Você acha que a poesia perdeu espaço no Brasil das últimas décadas?

Sim! Entre as décadas de 1920 e 1970, os poetas ocupavam um papel central em nossa cultura, eram eles que estavam pensando o mundo, tinham grande intervenção pública e cultural. Não faltam exemplos: podemos falar de modernistas como Mário de Andrade e Carlos Drummond de Andrade; de concretistas como os irmãos Augusto e Haroldo de Campos e neoconcretistas como Ferreira Gullar; do tropicalista Torquato Neto; dos marginais como Waly Salomão e o próprio Chacal. Entretanto, a partir da segunda metade da década de 1980, a poesia brasileira fica metalinguística, passa a olhar para o próprio umbigo, se distancia do público e perde espaço. Mas acho que agora ela está reconquistando seu lugar.

Qual é a importância de gravar poesia?

A fala é um veículo importante para a difusão da poesia e uma ótima estratégia para atingir o público jovem. Digo isso a partir de uma experiência pessoal: eventos de poesia falada como o CEP 20.000 abriram muitos horizontes para mim. Ali conheci o trabalho de poetas incríveis, como o do próprio Ericson Pires. Agora, gravar poesia também é um documento. Quando esse registro é feito na voz do próprio poeta, fica mais fácil entender como ele pensou aquele poema, entender os ritmos, as quebras. No Brasil, desde João Cabral e o concretismo há uma, digamos, operação de limpeza do texto poético.
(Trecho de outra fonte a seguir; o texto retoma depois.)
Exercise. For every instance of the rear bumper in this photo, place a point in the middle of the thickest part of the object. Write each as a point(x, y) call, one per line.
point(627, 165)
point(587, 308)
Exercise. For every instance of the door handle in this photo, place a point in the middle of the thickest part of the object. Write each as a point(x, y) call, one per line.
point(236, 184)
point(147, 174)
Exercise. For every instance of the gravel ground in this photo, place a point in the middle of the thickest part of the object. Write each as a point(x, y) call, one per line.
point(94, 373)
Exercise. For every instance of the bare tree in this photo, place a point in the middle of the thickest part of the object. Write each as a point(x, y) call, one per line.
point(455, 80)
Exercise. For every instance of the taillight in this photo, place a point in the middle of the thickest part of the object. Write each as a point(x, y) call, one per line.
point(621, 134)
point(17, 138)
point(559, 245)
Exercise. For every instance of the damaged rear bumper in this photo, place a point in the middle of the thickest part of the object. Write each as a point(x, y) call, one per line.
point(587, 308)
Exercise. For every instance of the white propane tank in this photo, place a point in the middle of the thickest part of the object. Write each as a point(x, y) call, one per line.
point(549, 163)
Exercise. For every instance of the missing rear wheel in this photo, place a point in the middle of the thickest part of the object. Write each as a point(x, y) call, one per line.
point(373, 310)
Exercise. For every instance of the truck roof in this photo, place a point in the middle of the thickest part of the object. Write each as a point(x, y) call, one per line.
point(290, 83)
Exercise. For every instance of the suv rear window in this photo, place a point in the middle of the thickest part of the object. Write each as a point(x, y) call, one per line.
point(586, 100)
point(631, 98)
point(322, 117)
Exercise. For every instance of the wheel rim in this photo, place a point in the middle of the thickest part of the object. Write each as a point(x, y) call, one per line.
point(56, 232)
O resultado é que hoje é raro ver poemas com marcações de intensidade, como a exclamação, por exemplo, e assim ficamos sem saber a entonação pretendida pelo poeta.

O “Garganta” é influenciado pelos discos de poesia do passado, como aqueles produzidos pelo Selo Festa?

Somos influenciados pela atitude do Selo Festa, que lançou vários discos de poesia. Aliás, é impressionante que tenha existido uma gravadora assim no Brasil. Mas a fala dos poetas do Selo Festa era mais formal e nesse sentido o “Garganta” tem mais a ver com a poesia marginal, onde a fala e a performance dos autores era pautada pela irreverência.

Serviço

Garganta” está à venda no site da Azougue (www.azougue.com.br)

Poesia falada em BH

Desde agosto de 2011, o Sesc Palladium realiza o projeto “Digas! Poesia Falada”. “Não se tratam de recitais”, avisa a curadora Lídia Mendes. “A ideia é oferecer a cada edição maneiras de envolver o público e apresentar a poesia de um jeito informal e acessível”. Com periodicidade mensal, a iniciativa acontece de março a novembro, sempre com entrada franca. Por lá já aconteceram apresentações inéditas de poetas como Cid Campos, Ricardo Aleixo, Péricles Cavalcanti, Karina Buhr, Arnaldo Antunes, Lirinha e Ana Elisa Ribeiro. “Mas nossa maior ousadia foi promover o espetáculo ‘Garganta ao vivo’, com 17 poetas no palco”, diz Lídia para emendar: “A fala do poeta diz muito sobre o poema que está sendo lido, mas alguns poetas são mais para serem lidos do que ouvidos, enquanto alguns poemas se transformam graças à performance do poeta”.